There are countless financial reports and commentaries on stocks or the market being made on a daily basis. It is simply impossible for human beings to analyse every piece of information in order to derive the most accurate market sentiment. And that is where AI comes into play – With the advancement in AI technology and big data, researchers are now able to turn the impossible into possible.
“Financial text streams are more than just collections of isolated documents, in that they exhibit the traits of collective intentions and actions. These text streams contain prominent hints for investors, as they convey many expressions of sentiment drawn from the public. They can predict the correct sentiment in financial texts and also hint on the changes in the stock market index, at least in the sense of Granger-cause,” Prof. Chan explains.
According to Prof. Chan, the accuracy in predicting market movement by analysing technical indicators only resulted to around 55 per cent.
“However, after adding the analysis of sentiment in financial news and commentaries from eight sources including AA Stocks, we are able to achieve up to 60 per cent accuracy in predicting the market movement in day trade.”
Prof. Chan believes one possible reason is that the Hong Kong stock market is particularly vulnerable to market sentiment.
“The Hong Kong stock market is very emotional, unlike the financial markets in the West. There are more individual investors in Hong Kong whereas the western markets are dominated by institutional investors,” says Prof. Chan, adding that the engine needs to be fed with big data so that it can better identify and predict market trends and investor behaviours.
Making AI Work for Humans
AI adoption in the business world is certainly expected to keep thriving in the near future. Deloitte’s State of AI in the Enterprise 2018 report revealed that 63 per cent of businesses in the US adopted machine learning as a key technology in 2018 and 82 per cent of early adopters of AI technology reported positive ROI.
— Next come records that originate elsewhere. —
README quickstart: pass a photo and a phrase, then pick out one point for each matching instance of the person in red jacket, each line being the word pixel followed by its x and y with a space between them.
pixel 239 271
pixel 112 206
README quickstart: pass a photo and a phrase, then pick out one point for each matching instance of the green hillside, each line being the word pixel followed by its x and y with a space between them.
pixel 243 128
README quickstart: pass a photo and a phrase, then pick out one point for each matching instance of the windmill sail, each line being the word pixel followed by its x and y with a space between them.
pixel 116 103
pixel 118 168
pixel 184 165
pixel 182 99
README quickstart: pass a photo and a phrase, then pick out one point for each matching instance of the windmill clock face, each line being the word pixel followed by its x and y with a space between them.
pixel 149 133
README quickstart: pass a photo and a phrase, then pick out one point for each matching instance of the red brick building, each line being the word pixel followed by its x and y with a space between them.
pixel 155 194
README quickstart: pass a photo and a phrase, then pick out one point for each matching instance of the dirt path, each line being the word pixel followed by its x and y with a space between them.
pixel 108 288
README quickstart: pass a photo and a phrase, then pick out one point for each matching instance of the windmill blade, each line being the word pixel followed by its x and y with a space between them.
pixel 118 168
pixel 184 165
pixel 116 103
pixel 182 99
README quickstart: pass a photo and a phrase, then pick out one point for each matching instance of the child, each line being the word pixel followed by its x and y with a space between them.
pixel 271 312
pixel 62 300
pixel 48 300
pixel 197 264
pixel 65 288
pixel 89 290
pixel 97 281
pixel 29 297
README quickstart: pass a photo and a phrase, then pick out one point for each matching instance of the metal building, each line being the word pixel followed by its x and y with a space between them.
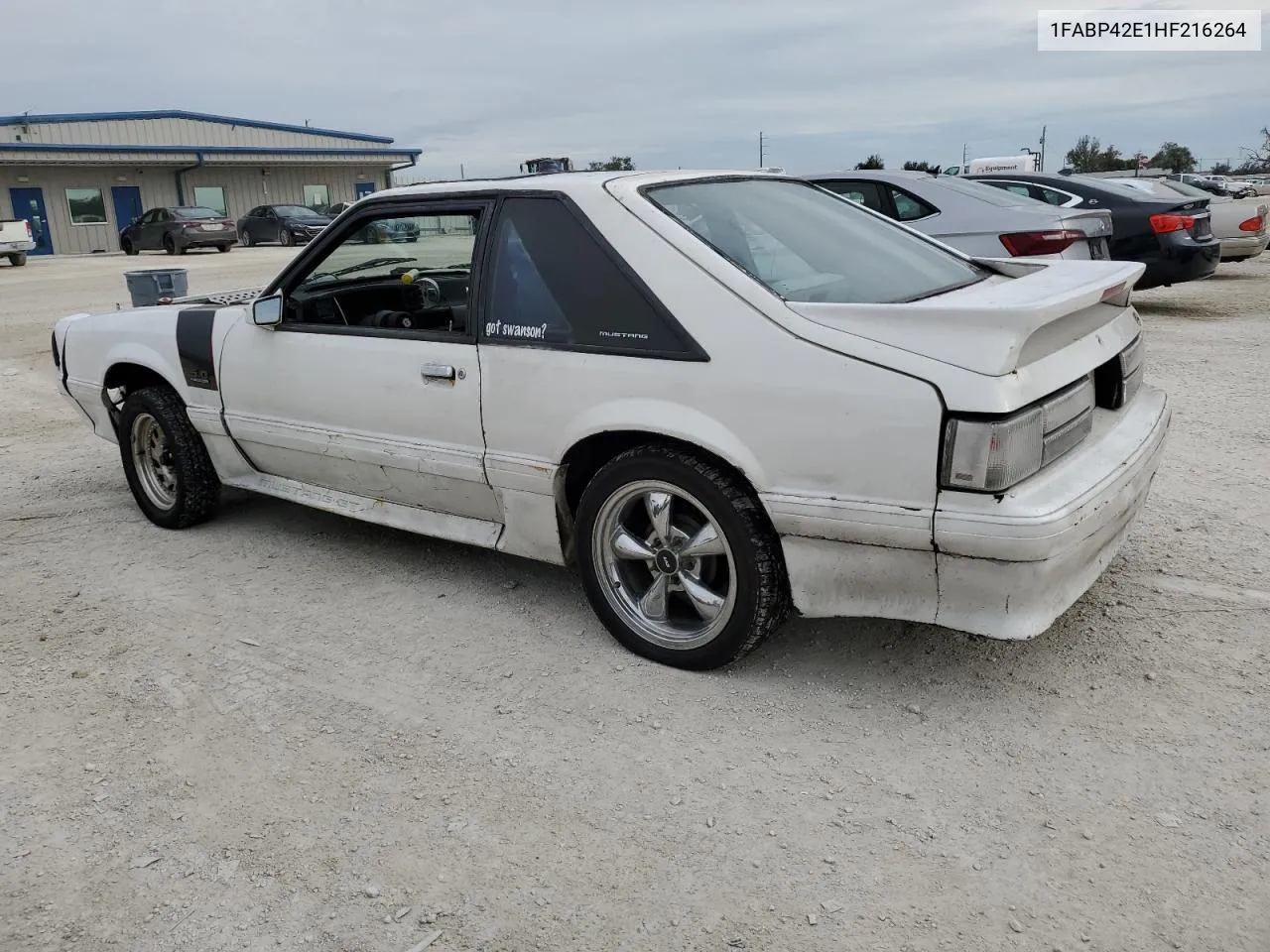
pixel 80 178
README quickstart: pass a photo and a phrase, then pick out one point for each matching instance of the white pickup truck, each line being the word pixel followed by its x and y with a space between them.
pixel 16 240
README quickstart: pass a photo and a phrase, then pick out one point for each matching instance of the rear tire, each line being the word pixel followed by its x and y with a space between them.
pixel 698 585
pixel 164 458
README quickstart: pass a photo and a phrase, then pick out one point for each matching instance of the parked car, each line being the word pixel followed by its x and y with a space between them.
pixel 1239 223
pixel 1173 238
pixel 974 217
pixel 285 223
pixel 177 230
pixel 722 397
pixel 16 240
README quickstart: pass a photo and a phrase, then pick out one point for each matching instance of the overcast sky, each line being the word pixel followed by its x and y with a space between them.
pixel 671 82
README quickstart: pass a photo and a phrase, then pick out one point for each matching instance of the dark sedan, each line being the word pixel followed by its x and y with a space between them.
pixel 177 230
pixel 285 223
pixel 1174 239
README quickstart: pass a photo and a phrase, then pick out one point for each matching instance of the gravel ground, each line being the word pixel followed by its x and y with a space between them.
pixel 290 729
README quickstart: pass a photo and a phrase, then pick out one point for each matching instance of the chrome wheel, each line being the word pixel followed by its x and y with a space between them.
pixel 666 566
pixel 157 471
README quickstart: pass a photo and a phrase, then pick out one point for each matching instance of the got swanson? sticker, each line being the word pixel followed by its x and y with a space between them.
pixel 525 331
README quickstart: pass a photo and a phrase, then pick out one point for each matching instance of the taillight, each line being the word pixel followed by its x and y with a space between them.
pixel 1040 243
pixel 1167 223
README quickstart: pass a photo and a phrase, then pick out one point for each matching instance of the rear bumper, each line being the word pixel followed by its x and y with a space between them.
pixel 208 239
pixel 1180 261
pixel 1007 569
pixel 1002 567
pixel 1245 246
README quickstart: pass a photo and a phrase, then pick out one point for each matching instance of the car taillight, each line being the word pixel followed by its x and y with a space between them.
pixel 1167 223
pixel 1040 243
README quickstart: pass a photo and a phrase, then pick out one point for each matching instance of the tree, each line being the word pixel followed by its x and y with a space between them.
pixel 1175 158
pixel 1259 159
pixel 1088 155
pixel 619 163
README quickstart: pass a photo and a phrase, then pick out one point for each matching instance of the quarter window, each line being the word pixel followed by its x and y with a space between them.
pixel 86 206
pixel 211 197
pixel 552 282
pixel 317 198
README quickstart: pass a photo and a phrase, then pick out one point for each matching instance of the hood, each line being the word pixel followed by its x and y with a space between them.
pixel 1000 324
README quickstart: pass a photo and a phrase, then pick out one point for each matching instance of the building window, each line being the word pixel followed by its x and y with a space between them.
pixel 317 197
pixel 211 197
pixel 86 206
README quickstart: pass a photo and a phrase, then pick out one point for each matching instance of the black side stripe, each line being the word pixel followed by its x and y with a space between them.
pixel 194 347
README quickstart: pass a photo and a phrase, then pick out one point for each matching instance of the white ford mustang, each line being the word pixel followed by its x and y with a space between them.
pixel 722 398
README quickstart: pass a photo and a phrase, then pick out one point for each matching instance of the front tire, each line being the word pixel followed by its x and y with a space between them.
pixel 679 558
pixel 164 458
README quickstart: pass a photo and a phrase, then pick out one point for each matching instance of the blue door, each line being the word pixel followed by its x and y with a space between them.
pixel 30 203
pixel 127 204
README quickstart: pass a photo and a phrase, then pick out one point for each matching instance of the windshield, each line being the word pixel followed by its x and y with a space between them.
pixel 806 244
pixel 195 212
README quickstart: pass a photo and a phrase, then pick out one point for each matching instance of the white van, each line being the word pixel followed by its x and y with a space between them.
pixel 996 164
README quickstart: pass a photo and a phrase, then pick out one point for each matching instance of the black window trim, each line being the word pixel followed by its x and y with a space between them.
pixel 922 236
pixel 691 349
pixel 399 206
pixel 912 195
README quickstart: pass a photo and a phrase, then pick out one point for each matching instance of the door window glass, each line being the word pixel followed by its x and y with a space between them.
pixel 910 207
pixel 552 282
pixel 212 197
pixel 866 193
pixel 86 206
pixel 391 272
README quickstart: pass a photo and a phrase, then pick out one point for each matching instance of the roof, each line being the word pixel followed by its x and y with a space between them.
pixel 879 175
pixel 568 181
pixel 183 114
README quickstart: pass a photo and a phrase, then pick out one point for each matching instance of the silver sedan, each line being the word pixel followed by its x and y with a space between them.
pixel 975 218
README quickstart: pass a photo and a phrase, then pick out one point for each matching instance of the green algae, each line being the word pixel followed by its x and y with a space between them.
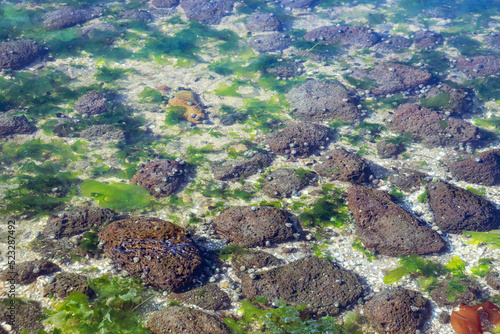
pixel 116 195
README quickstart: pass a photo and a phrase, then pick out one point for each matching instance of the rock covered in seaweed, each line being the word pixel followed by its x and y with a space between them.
pixel 247 226
pixel 162 177
pixel 325 287
pixel 159 252
pixel 386 227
Coming from a computer science background, Prof. Chan sees the limitless potential of the sentiment analysis engine beyond the financial markets, and for good causes that benefit our community.
A few years ago, he started building a text analytics open platform known as HanMosaic to analyse Chinese texts in real time. Based on this platform, he further developed a language learning site called HM-Learn for ethnic minorities to learn Chinese in an interactive way.
Similar to the sentiment analysis engine, HM-Learn splits a Chinese sentence into different words and phrases and provides explanations to each phrase in English. The site also supports image input for non-Chinese users who cannot type or copy the correct Chinese text into the system. With images, users can simply take a picture of any object for the system to identify and provide the Chinese text for it.
Since AI is an inevitable development in human life, the key questions then are who has control of this powerful technology and how it should be applied.
“AI is certainly promising. The trend is so overwhelming that there is no way we can stop or revert it. What really matters is who is using this technology,” he says.
“If the person who has control of the technology cares about privacy, then there shouldn’t be a huge problem. If not, AI will become a dangerous tool of mass surveillance. There are always two sides of a coin.”